8 de março de 2021

Marcela Leiros – Da Revista Cenarium

MANAUS – O satélite Amazônia-1, o primeiro de observação da Terra projetado, integrado, testado e operado pelo Brasil, será lançado no dia 28 de fevereiro, à 1h54 (horário de Brasília). O Amazônia-1 será lançado na missão PSLV-C51, da agência espacial indiana Indian Space Research Organisation (ISRO), às 10h24 (horário da Índia).

O satélite faz parte da chamada Missão Amazônia, criada para fornecer dados de sensoriamento remoto para observar e monitorar o desmatamento, especialmente na região amazônica. A missão também vai monitorar a agricultura em todo o território nacional com alta taxa de revisita – a capacidade de coleta de imagens para um mesmo local em um curto intervalo de tempo – buscando atuar em sinergia com os programas ambientais existentes.

Para o Doutor em Cartografia e Sistemas de Informação Geográfica, André Luiz Mendonça, além do benefício da participação do Brasil na construção de um satélite próprio, também é importante, para a Amazônia, a questão da revisita.

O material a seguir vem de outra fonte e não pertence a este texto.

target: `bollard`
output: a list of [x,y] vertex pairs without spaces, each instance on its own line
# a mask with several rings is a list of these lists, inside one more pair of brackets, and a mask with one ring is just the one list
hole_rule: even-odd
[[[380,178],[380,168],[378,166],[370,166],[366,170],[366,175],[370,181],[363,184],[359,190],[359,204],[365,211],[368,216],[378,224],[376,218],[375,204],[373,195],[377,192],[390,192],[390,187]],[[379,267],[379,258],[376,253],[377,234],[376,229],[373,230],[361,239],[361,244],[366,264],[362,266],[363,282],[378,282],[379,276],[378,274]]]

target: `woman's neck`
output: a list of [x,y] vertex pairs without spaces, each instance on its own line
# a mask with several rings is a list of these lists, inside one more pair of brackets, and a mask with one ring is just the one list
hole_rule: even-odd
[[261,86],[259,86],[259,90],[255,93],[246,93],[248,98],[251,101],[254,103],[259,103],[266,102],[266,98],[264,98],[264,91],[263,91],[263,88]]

Enquanto satélites americanos e europeus têm taxas de 10, 12 ou até 15 dias, o satélite brasileiro promete cinco dias de taxa.

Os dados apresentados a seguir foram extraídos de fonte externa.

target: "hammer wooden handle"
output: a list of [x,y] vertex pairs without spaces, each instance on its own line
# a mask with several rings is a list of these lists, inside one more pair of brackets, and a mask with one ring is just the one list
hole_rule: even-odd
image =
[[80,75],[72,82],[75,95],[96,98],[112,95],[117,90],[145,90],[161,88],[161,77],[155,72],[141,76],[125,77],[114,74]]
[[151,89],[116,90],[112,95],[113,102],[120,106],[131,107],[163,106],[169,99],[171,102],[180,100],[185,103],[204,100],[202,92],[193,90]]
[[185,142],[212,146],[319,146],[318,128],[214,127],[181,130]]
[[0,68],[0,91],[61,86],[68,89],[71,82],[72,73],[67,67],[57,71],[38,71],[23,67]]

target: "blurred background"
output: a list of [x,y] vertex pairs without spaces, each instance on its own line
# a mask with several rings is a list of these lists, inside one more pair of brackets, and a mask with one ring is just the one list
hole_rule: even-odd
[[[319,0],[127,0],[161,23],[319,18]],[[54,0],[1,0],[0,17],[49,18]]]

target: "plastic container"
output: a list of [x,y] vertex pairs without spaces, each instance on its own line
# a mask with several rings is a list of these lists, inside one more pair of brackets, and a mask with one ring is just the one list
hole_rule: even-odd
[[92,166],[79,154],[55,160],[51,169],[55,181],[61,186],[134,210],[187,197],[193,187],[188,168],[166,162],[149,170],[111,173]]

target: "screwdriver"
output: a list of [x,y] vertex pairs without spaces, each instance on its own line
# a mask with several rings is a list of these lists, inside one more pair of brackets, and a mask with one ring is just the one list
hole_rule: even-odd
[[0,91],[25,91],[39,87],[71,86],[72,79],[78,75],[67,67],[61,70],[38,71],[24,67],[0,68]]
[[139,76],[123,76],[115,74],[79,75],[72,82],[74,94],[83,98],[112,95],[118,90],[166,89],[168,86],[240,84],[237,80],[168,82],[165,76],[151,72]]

“Isso é muito útil porque a gente pode acompanhar processos com maior agilidade, por exemplo, para você fazer determinados tipos de fiscalizações. Pelo fato dele também ser pensado para cá, você consegue fazer com que, sob necessidade, tenha uma revisita ainda menor, de dois em dois dias”, destacou Mendonça.

Trata-se de um satélite de órbita Sol síncrona (polar) que gerará imagens do planeta a cada cinco dias. (Reprodução/Inpe)

Esse será o terceiro satélite brasileiro de sensoriamento remoto em operação junto ao CBERS-4 e ao CBERS-4A. Esses dois últimos foram desenvolvidos pelo Brasil em parceria com a China. O Amazônia-1 tem seis quilômetros de fios e 14 mil conexões elétricas. Trata-se de um satélite de órbita Sol síncrona (polar) que gerará imagens do planeta a cada cinco dias.

Ele é capaz de observar uma faixa de aproximadamente 850 km, com 64 metros de resolução. A vida útil do Amazônia-1 é de quatro anos. A missão ainda prevê o lançamento de mais dois satélites, o Amazônia-1B e o Amazônia-2.

Brasil na corrida espacial

Em nota, o Instituto Nacional de Pesquisas Espaciais (Inpe) afirmou que “a Missão Amazônia irá consolidar o conhecimento do Brasil no desenvolvimento integral de uma missão espacial utilizando satélites estabilizados em três eixos, visto que os satélites de sensoriamento remoto anteriores foram desenvolvidos em cooperação com outros países”.

Ainda segundo o instituto, “a indústria espacial brasileira terá ganho herança de voo nos equipamentos fabricados para o satélite, o que abre perspectivas para fornecimento a outros países e agências espaciais”.
André Luiz Mendonça ainda reforçou que os benefícios de um projeto tão grande como esse vão além das imagens que serão captadas.

“A gente tem que entender que é um projeto de grande magnitude, gastos e tudo, mas isso tem todo um papel catalisador dentro de um polo industrial do setor aéreo e de tecnologia. Têm incentivos que vão ser dados para empresas de chips de placas, por exemplo. Então isso é muito maior do que meramente o benefício das imagens”, destacou o especialista.